The Joneses allege that the judgment in favor of Central and against them is erroneous and contrary to the great weight of the evidence. Central installed the heating and air conditioning in the Jones home. Nelson Free, a partner in Central, testified:

"Q. Did anyone come by at any point and ask you to complete the work? "A. Yes, sir. "Q. Who came by? *13 "A. Mr. Jones came by my office. "Q. And when did this occur? "A. It was severalif I may elaborate, Mr. Jones at the time was a police officer and on patrol he would stop by the office several times. Or he had stopped by several times to ask us to complete the air-conditioning at his house. "Q. And what was your response to Mr. Jones's request? "A. We refused to at the first instance. "Q. When you say first instance, on how many instances are we talking about? "A. If memory serves, I believe it was three or four times he stopped by the office. "Q. Were there any subsequent instances to the four or five times that he did come buy and ask you and you did refuse? "A. I don't follow you. "Q. What if anything caused you to go out on the job site again? "A. What refused us to? "Q. What if anything caused you to go out on the job site again? "A. I'm sorry, I couldn't understand you. "Q. Following the times that Mr. Jones came by your office and you testified that you refused to go back out and complete the work, what if anything happened to make you change your mind? "A. Oh, okay.
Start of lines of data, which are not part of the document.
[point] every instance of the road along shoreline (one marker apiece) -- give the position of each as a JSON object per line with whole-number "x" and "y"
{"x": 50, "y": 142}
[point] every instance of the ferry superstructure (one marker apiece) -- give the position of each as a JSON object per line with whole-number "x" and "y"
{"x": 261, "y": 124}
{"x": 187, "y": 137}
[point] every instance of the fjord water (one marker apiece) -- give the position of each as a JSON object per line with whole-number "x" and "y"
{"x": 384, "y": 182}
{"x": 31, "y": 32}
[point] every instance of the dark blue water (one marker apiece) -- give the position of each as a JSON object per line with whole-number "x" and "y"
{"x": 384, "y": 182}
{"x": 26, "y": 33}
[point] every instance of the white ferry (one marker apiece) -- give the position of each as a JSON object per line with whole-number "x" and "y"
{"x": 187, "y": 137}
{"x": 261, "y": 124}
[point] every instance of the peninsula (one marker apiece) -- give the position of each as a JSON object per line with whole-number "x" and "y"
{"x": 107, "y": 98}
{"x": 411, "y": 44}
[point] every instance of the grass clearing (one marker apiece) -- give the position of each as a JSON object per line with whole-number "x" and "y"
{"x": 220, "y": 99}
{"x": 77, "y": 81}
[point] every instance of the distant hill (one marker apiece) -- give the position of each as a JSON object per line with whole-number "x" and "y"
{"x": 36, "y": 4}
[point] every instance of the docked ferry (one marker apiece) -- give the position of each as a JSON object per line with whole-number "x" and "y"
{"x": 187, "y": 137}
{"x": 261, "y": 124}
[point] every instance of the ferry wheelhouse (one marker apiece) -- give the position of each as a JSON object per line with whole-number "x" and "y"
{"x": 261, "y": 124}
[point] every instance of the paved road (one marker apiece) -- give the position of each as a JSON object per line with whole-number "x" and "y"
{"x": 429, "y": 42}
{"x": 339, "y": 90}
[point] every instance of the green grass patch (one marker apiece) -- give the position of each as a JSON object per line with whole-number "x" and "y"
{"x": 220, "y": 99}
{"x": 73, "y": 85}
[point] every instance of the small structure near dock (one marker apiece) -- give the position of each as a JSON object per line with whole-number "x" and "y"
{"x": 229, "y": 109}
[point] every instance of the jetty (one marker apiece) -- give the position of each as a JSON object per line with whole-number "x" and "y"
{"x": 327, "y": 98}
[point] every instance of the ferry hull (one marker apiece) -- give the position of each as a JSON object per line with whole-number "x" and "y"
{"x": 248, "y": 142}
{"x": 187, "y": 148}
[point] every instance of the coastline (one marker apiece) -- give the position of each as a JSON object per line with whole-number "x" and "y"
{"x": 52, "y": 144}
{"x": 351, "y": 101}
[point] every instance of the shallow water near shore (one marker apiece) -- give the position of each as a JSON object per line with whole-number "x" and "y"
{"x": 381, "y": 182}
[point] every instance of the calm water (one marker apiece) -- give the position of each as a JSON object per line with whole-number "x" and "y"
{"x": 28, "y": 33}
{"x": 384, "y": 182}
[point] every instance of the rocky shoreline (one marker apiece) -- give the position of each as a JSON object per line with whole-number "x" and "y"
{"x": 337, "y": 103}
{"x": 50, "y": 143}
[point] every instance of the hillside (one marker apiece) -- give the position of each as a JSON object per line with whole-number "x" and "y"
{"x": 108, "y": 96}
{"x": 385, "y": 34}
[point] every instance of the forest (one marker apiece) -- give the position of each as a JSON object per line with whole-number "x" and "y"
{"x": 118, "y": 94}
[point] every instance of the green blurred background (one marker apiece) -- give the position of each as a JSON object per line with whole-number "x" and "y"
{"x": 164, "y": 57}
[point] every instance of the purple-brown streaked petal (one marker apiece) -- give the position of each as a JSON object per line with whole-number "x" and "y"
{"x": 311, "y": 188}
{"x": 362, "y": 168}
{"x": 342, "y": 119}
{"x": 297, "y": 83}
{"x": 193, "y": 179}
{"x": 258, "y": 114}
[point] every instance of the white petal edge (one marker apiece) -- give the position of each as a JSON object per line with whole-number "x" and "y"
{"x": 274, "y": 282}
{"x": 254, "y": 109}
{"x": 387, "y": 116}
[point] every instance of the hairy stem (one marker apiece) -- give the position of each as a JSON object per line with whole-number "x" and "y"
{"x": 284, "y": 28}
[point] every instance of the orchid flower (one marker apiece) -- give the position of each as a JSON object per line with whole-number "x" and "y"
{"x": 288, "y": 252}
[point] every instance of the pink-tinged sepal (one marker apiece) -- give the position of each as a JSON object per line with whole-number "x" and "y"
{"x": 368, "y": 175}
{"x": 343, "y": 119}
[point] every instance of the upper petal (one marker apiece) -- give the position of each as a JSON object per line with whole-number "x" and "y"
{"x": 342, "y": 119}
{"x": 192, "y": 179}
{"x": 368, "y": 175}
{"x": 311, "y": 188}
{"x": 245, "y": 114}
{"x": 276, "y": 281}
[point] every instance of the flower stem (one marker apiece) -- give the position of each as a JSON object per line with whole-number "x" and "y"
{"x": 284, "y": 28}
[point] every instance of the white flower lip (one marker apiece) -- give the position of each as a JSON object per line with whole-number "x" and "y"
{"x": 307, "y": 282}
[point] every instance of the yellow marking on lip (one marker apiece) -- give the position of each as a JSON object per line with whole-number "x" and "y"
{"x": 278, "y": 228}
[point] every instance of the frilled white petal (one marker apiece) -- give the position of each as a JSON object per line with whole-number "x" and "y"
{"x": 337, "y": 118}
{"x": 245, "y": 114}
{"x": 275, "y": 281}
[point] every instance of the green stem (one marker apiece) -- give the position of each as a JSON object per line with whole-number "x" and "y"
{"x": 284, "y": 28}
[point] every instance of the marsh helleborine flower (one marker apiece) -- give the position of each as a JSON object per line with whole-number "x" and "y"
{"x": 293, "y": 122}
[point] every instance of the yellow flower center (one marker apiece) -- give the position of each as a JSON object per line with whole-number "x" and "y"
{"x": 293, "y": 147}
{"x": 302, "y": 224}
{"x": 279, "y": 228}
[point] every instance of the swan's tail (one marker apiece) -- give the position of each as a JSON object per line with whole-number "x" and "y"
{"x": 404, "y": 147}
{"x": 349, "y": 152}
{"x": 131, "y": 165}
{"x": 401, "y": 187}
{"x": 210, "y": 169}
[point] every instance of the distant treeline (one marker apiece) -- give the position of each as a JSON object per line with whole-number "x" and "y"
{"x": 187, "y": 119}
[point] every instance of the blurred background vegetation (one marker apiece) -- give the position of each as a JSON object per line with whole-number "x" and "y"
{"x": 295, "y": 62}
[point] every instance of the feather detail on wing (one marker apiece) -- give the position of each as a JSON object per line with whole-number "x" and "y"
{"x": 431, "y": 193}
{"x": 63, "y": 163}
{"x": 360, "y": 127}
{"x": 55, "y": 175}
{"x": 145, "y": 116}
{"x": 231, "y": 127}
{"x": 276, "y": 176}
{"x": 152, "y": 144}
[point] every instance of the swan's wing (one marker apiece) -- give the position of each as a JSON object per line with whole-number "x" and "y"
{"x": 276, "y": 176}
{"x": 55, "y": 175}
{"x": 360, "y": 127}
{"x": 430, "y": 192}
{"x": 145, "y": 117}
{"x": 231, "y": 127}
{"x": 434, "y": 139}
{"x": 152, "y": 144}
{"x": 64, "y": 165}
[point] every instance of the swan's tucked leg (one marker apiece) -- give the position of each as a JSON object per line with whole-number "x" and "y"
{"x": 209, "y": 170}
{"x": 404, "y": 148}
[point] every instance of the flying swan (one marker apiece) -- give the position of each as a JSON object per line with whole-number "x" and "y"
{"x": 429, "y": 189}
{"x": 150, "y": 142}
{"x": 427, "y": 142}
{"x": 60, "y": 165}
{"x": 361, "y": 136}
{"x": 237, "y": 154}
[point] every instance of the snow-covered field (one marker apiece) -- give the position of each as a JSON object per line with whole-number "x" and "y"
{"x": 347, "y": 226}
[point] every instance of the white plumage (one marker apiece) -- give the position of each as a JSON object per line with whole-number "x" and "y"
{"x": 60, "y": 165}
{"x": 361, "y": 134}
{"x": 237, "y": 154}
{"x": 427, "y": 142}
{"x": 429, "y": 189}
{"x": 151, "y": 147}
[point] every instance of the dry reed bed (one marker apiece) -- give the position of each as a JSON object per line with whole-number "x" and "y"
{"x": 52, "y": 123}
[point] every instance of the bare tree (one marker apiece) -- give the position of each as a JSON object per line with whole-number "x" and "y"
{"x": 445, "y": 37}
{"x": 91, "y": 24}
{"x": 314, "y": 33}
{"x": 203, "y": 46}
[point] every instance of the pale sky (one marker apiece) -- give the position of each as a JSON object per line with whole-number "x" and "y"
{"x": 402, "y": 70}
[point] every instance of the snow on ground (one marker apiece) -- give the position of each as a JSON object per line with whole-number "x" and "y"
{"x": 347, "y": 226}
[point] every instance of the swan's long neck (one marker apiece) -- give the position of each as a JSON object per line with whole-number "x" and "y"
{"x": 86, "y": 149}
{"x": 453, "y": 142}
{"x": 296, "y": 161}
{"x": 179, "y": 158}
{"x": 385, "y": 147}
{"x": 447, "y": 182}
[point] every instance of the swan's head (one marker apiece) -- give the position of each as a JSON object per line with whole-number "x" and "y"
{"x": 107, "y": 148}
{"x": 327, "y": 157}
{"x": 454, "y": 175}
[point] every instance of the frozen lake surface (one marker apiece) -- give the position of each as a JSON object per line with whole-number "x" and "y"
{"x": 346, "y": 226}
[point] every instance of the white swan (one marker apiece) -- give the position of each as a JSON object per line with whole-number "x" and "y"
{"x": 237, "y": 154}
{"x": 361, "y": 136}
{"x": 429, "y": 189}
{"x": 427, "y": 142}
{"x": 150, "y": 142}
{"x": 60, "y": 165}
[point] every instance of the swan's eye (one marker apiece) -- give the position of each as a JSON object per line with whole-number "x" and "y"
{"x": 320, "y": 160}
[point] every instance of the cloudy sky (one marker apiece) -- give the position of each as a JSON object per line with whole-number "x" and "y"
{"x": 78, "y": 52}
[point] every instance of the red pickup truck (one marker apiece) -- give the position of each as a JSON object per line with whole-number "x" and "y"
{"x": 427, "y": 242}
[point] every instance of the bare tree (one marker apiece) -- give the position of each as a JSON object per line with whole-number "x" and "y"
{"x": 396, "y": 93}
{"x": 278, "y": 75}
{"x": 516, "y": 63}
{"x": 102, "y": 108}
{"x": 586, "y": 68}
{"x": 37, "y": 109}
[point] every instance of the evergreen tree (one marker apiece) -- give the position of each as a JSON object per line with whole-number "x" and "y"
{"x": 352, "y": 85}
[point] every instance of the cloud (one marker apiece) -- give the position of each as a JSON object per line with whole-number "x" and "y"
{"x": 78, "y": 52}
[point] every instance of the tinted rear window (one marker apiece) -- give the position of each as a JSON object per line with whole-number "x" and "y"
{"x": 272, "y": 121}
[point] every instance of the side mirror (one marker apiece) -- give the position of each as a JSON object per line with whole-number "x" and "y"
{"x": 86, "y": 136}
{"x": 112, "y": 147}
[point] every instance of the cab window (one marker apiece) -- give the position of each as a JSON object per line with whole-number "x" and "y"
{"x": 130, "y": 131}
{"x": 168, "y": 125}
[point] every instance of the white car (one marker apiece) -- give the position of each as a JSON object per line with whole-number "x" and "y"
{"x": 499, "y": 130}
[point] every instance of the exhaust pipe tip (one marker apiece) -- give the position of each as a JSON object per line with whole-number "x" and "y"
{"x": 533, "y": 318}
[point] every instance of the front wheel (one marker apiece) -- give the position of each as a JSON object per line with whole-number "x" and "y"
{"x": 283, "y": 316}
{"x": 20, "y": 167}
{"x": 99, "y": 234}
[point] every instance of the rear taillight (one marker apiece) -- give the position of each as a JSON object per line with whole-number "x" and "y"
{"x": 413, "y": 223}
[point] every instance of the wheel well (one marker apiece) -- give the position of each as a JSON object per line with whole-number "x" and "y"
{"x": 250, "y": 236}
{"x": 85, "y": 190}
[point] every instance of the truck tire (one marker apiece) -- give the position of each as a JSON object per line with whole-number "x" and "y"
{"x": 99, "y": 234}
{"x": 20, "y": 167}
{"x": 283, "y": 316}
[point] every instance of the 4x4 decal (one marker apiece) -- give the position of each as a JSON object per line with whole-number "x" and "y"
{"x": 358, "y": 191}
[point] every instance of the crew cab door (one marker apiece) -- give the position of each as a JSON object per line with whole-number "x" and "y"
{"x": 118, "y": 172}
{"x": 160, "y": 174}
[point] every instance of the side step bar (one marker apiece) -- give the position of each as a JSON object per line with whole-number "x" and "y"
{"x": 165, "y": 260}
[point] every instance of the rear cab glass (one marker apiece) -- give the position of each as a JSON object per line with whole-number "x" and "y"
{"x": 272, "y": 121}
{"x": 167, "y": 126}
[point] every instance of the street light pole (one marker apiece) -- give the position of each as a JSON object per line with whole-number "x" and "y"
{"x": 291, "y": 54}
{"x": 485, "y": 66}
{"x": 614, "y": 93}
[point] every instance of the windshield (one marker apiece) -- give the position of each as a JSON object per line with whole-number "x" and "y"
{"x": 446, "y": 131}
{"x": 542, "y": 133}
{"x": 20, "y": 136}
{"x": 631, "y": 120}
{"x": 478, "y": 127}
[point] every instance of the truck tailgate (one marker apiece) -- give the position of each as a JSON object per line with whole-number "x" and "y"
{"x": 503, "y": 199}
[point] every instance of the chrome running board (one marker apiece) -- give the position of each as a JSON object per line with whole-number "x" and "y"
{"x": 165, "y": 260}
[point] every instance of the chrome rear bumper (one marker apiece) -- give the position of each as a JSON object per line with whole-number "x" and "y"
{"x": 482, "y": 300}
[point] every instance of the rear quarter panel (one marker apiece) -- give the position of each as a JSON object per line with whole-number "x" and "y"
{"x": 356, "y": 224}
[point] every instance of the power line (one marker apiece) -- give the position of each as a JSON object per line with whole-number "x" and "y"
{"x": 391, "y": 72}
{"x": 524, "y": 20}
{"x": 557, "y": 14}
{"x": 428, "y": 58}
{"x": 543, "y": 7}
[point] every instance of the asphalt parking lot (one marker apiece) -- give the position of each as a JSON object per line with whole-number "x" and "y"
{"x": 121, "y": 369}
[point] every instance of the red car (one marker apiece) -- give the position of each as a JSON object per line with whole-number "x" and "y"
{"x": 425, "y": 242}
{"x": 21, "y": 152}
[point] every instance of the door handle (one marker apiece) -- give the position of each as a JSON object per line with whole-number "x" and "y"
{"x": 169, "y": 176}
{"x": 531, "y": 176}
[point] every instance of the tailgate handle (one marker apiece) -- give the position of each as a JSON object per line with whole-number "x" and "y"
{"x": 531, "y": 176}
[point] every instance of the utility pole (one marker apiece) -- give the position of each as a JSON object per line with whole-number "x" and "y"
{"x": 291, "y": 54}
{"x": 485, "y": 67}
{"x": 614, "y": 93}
Mr. Jones as I said had come by and he asked that we finish the air-conditioning work. And if I remember I told him that we had heard from other subs that Mr. Hargrove was not paying the bills. And so he said that he wanted to know how much was left owing us and so I told him. And he said well if you'll finish I'll pay you. "Q. Now, were those his exact words? "A. To the best of my knowledge. He said if Mr. Hargrove doesn't pay you I'll pay you if you'll finish it. "Q. On that basis did you enter in to the premises again and perform services? "A. Yes, sir. ". . . . "Q. What is the amount of the indebtedness that you've claimed is owed you by virtue of this work which you filed in small claims and appealed here? "A. I believe it is $587."

This evidence is sufficient to support a finding by the trial court in favor of Central and against the Joneses on the count for work and labor done.

To summarize, the judgments in favor of Tillery, Brown, Central, Rawls, and Henry against the Joneses are affirmed. The judgments against the Federal Land Bank of New Orleans in favor of Henry, Brown, Rawls, and the Joneses are reversed, except that the judgment requiring the Bank to account to the Joneses for interest charged on the sum interpleaded is affirmed. The judgment requiring the Bank to pay attorney's fees out of the interpleaded funds is reversed and the cause remanded for the trial court to determine to whom the interpleaded funds should be paid. Accordingly, the judgments are affirmed in part, reversed in part, and the cause remanded.


TORBERT, C.J., and MADDOX, JONES and SHORES, JJ., concur.